/lazo

Sketch and LSH Index library for Java, including OPH methods as well as the Lazo method

Primary LanguageJavaApache License 2.0Apache-2.0

Lazo - High-Dimensional Data Search

Lazo is a library for approximate high-dimensional search. It can index large volumes of high-dimensional points, search among them efficiently, and give an approximate answer with high accuracy. Right now Lazo supports two different search metrics, Jaccard similarity and Jaccard containment; more metrics are under development and will be made available soon.

We are using Lazo within the context of data discovery, and in particular, Aurum. For more information take a look at this project and the relevant papers in my webpage.

When should I use Lazo?

This is a non-exhaustive list of situations where you may benefit from Lazo:

  • When you are trying to solve an approximate nearest neighbor problem and your metric of interest is Jaccard similarity (Lazo implements MinHash/LSH) or Jaccard containment.

  • When you want to find all-pairs of elements within a set N with a Jaccard similarity or containment beyond a given threshold, and you cannot afford actually comparing every pair, but you are ok with approximate answers.

Quick Start

Building Project

Lazo will be made available through a Maven repository in the future. For the time being, it must be built locally, which is simple:

From the root directory of the project execute the following command:

$> ./gradlew build

this builds the library and runs the tests. The output will be in a repository build in the root directory of the project. For convenience, this command creates a jar file, which you can easily link to your project.

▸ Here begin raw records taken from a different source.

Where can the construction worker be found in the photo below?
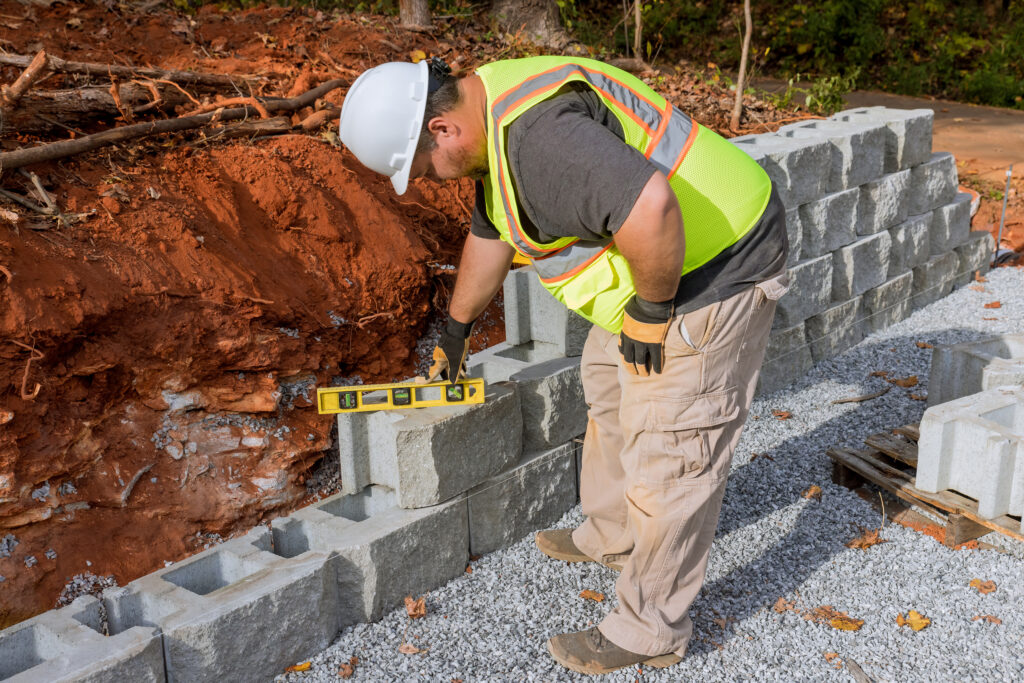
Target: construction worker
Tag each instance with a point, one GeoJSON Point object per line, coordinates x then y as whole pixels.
{"type": "Point", "coordinates": [664, 235]}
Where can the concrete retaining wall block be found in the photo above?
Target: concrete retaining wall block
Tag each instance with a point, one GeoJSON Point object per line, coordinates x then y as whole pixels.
{"type": "Point", "coordinates": [884, 203]}
{"type": "Point", "coordinates": [786, 357]}
{"type": "Point", "coordinates": [836, 330]}
{"type": "Point", "coordinates": [553, 406]}
{"type": "Point", "coordinates": [950, 224]}
{"type": "Point", "coordinates": [798, 167]}
{"type": "Point", "coordinates": [810, 292]}
{"type": "Point", "coordinates": [431, 455]}
{"type": "Point", "coordinates": [857, 150]}
{"type": "Point", "coordinates": [69, 644]}
{"type": "Point", "coordinates": [934, 279]}
{"type": "Point", "coordinates": [975, 256]}
{"type": "Point", "coordinates": [908, 134]}
{"type": "Point", "coordinates": [532, 496]}
{"type": "Point", "coordinates": [888, 303]}
{"type": "Point", "coordinates": [975, 445]}
{"type": "Point", "coordinates": [910, 246]}
{"type": "Point", "coordinates": [532, 314]}
{"type": "Point", "coordinates": [829, 222]}
{"type": "Point", "coordinates": [961, 370]}
{"type": "Point", "coordinates": [933, 183]}
{"type": "Point", "coordinates": [860, 266]}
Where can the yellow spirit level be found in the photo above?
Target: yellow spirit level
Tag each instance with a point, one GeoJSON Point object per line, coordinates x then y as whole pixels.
{"type": "Point", "coordinates": [397, 396]}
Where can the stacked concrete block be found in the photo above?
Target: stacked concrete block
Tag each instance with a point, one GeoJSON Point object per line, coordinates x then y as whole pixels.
{"type": "Point", "coordinates": [70, 644]}
{"type": "Point", "coordinates": [532, 496]}
{"type": "Point", "coordinates": [531, 314]}
{"type": "Point", "coordinates": [975, 445]}
{"type": "Point", "coordinates": [553, 406]}
{"type": "Point", "coordinates": [431, 455]}
{"type": "Point", "coordinates": [961, 370]}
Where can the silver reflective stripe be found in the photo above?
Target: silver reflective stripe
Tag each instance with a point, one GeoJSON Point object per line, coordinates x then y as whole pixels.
{"type": "Point", "coordinates": [570, 257]}
{"type": "Point", "coordinates": [667, 152]}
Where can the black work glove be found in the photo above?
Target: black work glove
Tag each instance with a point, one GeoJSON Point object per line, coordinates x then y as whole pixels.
{"type": "Point", "coordinates": [451, 352]}
{"type": "Point", "coordinates": [642, 340]}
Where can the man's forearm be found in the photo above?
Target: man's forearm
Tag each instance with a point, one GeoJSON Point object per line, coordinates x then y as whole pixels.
{"type": "Point", "coordinates": [481, 271]}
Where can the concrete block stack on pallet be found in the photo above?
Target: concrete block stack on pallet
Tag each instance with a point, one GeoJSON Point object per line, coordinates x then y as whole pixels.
{"type": "Point", "coordinates": [876, 224]}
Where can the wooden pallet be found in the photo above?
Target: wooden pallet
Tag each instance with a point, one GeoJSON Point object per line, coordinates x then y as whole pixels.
{"type": "Point", "coordinates": [891, 462]}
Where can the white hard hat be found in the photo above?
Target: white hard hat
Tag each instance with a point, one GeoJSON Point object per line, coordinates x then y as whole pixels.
{"type": "Point", "coordinates": [381, 118]}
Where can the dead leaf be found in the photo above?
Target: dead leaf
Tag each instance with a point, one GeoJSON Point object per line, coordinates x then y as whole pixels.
{"type": "Point", "coordinates": [987, 617]}
{"type": "Point", "coordinates": [983, 587]}
{"type": "Point", "coordinates": [416, 608]}
{"type": "Point", "coordinates": [914, 620]}
{"type": "Point", "coordinates": [867, 539]}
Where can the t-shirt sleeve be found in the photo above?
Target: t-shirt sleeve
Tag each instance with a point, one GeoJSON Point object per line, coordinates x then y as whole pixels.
{"type": "Point", "coordinates": [573, 172]}
{"type": "Point", "coordinates": [480, 225]}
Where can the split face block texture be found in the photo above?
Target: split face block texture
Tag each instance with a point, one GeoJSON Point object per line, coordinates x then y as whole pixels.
{"type": "Point", "coordinates": [908, 133]}
{"type": "Point", "coordinates": [933, 183]}
{"type": "Point", "coordinates": [431, 455]}
{"type": "Point", "coordinates": [553, 407]}
{"type": "Point", "coordinates": [810, 292]}
{"type": "Point", "coordinates": [857, 150]}
{"type": "Point", "coordinates": [829, 222]}
{"type": "Point", "coordinates": [532, 314]}
{"type": "Point", "coordinates": [799, 167]}
{"type": "Point", "coordinates": [860, 266]}
{"type": "Point", "coordinates": [961, 370]}
{"type": "Point", "coordinates": [975, 445]}
{"type": "Point", "coordinates": [532, 496]}
{"type": "Point", "coordinates": [69, 644]}
{"type": "Point", "coordinates": [218, 610]}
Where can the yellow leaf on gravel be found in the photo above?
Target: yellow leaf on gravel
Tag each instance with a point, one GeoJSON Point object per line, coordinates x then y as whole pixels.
{"type": "Point", "coordinates": [914, 620]}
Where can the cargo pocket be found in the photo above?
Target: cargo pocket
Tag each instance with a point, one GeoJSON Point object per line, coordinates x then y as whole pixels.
{"type": "Point", "coordinates": [681, 436]}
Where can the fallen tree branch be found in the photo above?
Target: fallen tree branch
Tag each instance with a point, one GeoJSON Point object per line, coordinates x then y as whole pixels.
{"type": "Point", "coordinates": [65, 148]}
{"type": "Point", "coordinates": [90, 69]}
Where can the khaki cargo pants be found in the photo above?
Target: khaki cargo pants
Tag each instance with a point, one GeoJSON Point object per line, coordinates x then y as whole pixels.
{"type": "Point", "coordinates": [656, 457]}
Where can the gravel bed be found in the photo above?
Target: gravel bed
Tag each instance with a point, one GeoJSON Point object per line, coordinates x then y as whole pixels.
{"type": "Point", "coordinates": [772, 543]}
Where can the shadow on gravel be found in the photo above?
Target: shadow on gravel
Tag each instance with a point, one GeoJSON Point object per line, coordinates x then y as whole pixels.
{"type": "Point", "coordinates": [763, 487]}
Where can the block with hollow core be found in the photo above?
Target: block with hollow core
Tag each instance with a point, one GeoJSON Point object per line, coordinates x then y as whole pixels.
{"type": "Point", "coordinates": [69, 644]}
{"type": "Point", "coordinates": [218, 610]}
{"type": "Point", "coordinates": [908, 133]}
{"type": "Point", "coordinates": [961, 370]}
{"type": "Point", "coordinates": [933, 183]}
{"type": "Point", "coordinates": [531, 313]}
{"type": "Point", "coordinates": [534, 495]}
{"type": "Point", "coordinates": [431, 455]}
{"type": "Point", "coordinates": [553, 406]}
{"type": "Point", "coordinates": [798, 167]}
{"type": "Point", "coordinates": [829, 222]}
{"type": "Point", "coordinates": [975, 445]}
{"type": "Point", "coordinates": [857, 150]}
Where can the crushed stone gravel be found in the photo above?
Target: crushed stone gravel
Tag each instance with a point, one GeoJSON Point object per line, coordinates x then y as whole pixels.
{"type": "Point", "coordinates": [771, 543]}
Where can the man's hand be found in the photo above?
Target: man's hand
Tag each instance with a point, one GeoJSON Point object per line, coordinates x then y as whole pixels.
{"type": "Point", "coordinates": [451, 352]}
{"type": "Point", "coordinates": [642, 340]}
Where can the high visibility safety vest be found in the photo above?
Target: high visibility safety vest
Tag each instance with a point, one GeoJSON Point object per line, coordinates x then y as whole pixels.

Note: Lazo uses the Gradle build tool. The project includes the gradle wrapper, which means you don't need to install anything: the wrapper will download all the necessary files of the build system.

Basic use of the library

With Lazo you can index efficiently very high numbers of sets (N) and then quickly search for those that are similar to a query set (q). The workflow for that is

  1. to create a sketch (a succint summary of the data) of each set you want to search; 2) insert the sketch into the Lazo index; and 3) query the index with the sketch for q.

Creating a sketch of a set: Creating a sketch of a set of values:

LazoSketch sketch = new LazoSketch();
for (String value : values) {
    sketch.update(value);
}

the method update takes a string as input parameter. You can update the sketch as data becomes available if that's necessary.

Indexing a sketch: To index the sketch in the Lazo Index is as simple as:

LazoIndex index = new LazoIndex();
index.insert(<key>, sketch);

Note the key argument of the insert function can be any Java Object.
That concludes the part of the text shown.